Ao analisar a questão, o relator, ministro Luis Felipe Salomão, destacou que, havendo compra e venda do imóvel, com o respectivo pagamento das parcelas ao ex-companheiro, como apontado pelas instâncias ordinárias, a manutenção do bem no inventário de partilha implicaria o enriquecimento ilícito da parte, já que recebera o valor correspondente ao imóvel ao aliená-lo à companheira. Assim, o imóvel objeto do contrato de compra e venda entre eles resta excluído da partilha.

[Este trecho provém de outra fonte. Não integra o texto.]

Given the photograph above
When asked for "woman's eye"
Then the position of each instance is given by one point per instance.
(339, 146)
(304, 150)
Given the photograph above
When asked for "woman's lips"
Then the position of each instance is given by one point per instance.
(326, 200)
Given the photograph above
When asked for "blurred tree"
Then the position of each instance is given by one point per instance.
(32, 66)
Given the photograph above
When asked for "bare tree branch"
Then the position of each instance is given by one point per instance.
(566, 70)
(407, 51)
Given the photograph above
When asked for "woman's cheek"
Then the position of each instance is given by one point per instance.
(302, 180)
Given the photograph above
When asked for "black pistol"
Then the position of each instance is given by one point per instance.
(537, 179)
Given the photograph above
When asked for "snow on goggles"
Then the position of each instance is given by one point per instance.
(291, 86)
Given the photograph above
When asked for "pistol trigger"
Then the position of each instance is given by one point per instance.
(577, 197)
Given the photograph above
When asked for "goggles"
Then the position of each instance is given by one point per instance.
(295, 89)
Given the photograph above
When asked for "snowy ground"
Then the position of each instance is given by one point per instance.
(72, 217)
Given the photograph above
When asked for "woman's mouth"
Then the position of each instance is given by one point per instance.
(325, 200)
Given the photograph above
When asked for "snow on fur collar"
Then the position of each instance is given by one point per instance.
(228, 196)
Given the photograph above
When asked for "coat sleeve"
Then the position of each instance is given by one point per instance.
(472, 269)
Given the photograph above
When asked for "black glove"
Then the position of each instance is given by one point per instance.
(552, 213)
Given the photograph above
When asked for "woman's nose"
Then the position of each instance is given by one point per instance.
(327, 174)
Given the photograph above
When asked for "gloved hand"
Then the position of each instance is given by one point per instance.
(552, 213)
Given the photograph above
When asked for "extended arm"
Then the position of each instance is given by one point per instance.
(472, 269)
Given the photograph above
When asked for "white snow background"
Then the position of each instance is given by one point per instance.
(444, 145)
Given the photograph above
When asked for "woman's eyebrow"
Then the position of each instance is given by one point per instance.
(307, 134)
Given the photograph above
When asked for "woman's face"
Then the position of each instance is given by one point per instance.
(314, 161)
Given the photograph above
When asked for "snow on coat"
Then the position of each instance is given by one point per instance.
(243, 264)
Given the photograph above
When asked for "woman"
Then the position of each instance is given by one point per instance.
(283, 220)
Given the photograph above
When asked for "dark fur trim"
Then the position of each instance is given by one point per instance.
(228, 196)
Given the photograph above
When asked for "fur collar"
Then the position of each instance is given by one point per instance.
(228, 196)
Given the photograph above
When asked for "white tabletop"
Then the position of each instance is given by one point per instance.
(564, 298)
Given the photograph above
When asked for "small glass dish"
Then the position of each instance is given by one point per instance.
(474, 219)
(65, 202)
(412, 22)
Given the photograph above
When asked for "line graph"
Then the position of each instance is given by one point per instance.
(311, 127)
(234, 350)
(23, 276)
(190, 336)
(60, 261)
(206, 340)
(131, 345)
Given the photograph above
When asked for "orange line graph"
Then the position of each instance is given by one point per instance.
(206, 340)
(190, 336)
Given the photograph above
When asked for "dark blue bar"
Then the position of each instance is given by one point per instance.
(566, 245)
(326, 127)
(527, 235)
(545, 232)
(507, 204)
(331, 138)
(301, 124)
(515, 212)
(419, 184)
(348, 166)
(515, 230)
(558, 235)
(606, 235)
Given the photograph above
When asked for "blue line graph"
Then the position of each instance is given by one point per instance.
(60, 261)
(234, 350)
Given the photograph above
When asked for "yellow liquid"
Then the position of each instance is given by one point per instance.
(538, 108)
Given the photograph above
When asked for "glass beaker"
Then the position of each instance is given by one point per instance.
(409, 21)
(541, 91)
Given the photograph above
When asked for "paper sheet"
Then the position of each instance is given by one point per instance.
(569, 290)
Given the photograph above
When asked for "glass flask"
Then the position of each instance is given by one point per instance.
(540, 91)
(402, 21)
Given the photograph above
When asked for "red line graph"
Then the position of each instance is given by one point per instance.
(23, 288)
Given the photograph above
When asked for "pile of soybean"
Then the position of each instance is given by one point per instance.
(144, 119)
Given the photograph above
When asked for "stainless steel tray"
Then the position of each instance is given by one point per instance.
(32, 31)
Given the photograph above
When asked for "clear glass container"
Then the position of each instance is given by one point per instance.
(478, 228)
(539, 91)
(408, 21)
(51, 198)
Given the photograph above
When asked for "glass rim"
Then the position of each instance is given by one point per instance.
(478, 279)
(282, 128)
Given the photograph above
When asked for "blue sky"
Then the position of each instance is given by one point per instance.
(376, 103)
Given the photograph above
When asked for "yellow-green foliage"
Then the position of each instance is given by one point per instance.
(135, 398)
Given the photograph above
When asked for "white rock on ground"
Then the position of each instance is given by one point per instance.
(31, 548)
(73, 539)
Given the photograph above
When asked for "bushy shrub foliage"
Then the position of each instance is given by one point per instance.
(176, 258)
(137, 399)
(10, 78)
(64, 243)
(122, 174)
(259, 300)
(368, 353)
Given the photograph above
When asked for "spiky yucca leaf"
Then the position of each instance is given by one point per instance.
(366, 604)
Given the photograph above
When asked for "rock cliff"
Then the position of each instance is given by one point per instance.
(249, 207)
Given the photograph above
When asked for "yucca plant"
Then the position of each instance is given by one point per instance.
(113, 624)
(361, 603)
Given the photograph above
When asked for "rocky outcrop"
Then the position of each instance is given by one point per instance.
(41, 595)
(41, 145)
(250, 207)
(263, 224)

O ministro ressaltou que, ao concluir o negócio jurídico anterior à dissolução da união estável, o qual impugna obrigações bilaterais para as partes, o ex-companheiro obteve vantagem econômica não sendo razoável que agora, por meio de partilha, receba 50% do valor do imóvel que, no exercício de sua autonomia privada, já vendera à companheira. A alienação, por si só, é ato contrário, incompatível com a postulação de partilha. Para ele, “o contrato de compra e venda, em verdade, resulta em reserva do bem em favor da companheira, tornando-o incomunicável e, portanto, não sujeito à partilha”. Com informações da Assessoria de Imprensa do STJ.

Revista Consultor Jurídico, 22 de novembro de 2009, 5h44

Comentários de leitores

1 comentário

PARTILHA DE BENS

roberto rocha (Advogado Associado a Escritório - Tributária)

O STJ está corretíssimo. É muito simples, o que está na lei é de direito, o que não está deve ser descartado. Muitas destas dicussões somente levam a entupir o judiciário de processos de forma indevida. Se os juizes chamassem as partes, somente através de seus advogados e discutissem o assunto,antes da instrução processual, evitaria que o processo fosse tão longe. Se o négócio é licito, possível, factível e não tem vícios, somente resta dar o direito a quem tem. Infelizmmente muitos de nossos colegas querem inovar, porém sem amparo legal e acabam sofrendo derrotas desta monta.Vamos ser mais cuidadosos com as proposições de ações.O advogado nunca deve agradar ao cliente,fazendo o que ele quer e sim fazendo o que a lei permite,agrada e recebe bons honorários.